About David Henry Hwang


He is best known as the author of M. Butterfly (1988), a play inspired by a real-life incident involving a French diplomat and an opera singer from China, which bears resemblance of Puccini's Madam Butterfly. M Butterfly won the Tony Award, Drama Desk Award, John Gassner Award, and Outer Critics Circle Award, and was also a finalist for the Pulitzer Prize. The play has been staged in over four dozen countries and was the basis for a major motion picture starring Jeremy Irons and John Lone. In late 2017, M. Butterfly was revived on Broadway, directed by Julie Taymor. As arguably the most anthologized Asian American play, M Butterfly is frequently taught in UCI courses. In the past spring, more than 100 UCI students were able to attend the performance of M. Butterfly at the South Coast Repertory through Illuminations.

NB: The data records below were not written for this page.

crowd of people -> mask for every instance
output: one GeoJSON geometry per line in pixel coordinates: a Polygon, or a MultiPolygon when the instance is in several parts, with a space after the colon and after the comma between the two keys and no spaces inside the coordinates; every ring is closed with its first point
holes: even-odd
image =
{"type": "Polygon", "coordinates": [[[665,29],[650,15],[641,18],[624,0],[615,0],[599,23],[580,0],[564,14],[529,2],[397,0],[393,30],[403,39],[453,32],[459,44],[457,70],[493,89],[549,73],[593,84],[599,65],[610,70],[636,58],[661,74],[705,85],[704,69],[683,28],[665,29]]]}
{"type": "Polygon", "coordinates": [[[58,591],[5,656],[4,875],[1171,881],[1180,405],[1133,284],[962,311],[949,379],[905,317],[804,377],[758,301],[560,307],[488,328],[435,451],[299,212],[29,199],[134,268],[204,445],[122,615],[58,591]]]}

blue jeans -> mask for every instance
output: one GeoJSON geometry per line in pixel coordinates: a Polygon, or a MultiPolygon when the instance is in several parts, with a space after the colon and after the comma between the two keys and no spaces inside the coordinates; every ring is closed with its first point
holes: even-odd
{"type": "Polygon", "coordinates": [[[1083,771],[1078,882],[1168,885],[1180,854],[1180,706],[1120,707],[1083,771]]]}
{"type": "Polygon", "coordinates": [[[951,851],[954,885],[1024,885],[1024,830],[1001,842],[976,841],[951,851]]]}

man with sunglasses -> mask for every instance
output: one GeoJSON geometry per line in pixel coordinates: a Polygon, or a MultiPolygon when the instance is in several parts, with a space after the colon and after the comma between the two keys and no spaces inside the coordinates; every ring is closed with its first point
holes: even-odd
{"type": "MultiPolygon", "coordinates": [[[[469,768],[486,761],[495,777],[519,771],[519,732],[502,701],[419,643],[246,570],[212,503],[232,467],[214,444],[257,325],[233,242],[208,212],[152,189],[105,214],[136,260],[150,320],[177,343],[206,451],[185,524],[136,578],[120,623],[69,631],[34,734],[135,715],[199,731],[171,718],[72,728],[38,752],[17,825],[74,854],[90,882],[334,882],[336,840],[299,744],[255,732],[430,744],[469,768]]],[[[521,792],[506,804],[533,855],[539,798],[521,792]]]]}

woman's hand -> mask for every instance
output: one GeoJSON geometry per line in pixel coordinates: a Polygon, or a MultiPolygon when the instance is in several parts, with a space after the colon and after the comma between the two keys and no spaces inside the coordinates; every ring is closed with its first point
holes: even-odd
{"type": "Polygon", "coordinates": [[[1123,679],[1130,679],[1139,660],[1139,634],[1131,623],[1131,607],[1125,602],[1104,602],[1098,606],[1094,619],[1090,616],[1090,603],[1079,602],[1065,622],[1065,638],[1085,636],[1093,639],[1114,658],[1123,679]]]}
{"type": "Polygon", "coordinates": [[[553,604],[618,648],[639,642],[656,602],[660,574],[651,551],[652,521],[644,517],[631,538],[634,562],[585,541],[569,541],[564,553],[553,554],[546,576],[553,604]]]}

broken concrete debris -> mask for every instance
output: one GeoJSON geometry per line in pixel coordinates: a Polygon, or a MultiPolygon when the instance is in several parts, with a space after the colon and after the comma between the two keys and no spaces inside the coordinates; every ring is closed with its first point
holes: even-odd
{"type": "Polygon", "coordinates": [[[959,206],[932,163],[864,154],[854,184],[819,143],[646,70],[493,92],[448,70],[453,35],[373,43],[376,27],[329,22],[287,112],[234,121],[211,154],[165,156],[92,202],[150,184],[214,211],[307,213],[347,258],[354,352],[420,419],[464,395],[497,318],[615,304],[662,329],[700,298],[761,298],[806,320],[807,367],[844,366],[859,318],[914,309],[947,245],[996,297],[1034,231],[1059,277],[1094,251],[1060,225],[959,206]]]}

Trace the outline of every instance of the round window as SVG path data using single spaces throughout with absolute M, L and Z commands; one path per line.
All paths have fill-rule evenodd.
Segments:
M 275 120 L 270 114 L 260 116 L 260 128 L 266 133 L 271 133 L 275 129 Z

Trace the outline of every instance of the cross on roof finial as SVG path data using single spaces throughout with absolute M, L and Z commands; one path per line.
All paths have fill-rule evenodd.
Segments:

He is the author of many other award-winning works for the stage. Golden Child, premiered Off-Broadway at the Joseph Papp Public Theater in 1996, received an Obie Award, and subsequently played on Broadway, where it received three Tony nominations. Chinglish, Hwang’s first bilingual play, premiered at Chicago’s Goodman Theatre, where it won a 2011 Jefferson Award for Best New Work, before moving to Broadway and being named Best New American Play of 2011 by Time Magazine. Yellow Face, which premiered at Los Angeles’ Mark Taper Forum and New York's Public Theater in 2007, also won an Obie Award, and was a finalist for the Pulitzer Prize. In 2018, Yellow Face was named one of the best American plays of the past 25 years by the New York Times. Soft Power, with composer Jeanine Tesori (Fun Home), directed by Leigh Silverman, premiered in spring 2018 at Ahmanson Theatre in Los Angeles and will open in New York in 2019. Soft Power received six L.A. Ovation Awards in 2019. Other plays from Hwang's 30 year career include FOB (Obie Award), The Dance & the Railroad (Drama Desk Nomination, CINE Golden Eagle Award), and Family Devotions (Drama Desk Nomination). Hwang was inducted into the Theatre Hall of Fame in 2018.

Hwang is also a prolific screenwriter, television writer and librettist. Works in music categories range from experimental works with Philip Glass (such as The Sound of a Voice and 100 Airplanes on the Roof), reimagined traditional stories (such as the Chinese classic The Dream of Red Chamber), opera (Grammy-winning Ainadamar) and musicals (such as Flower Drum Song and Soft Power). He also co-wrote the Gold Record Solo with the late pop star Prince.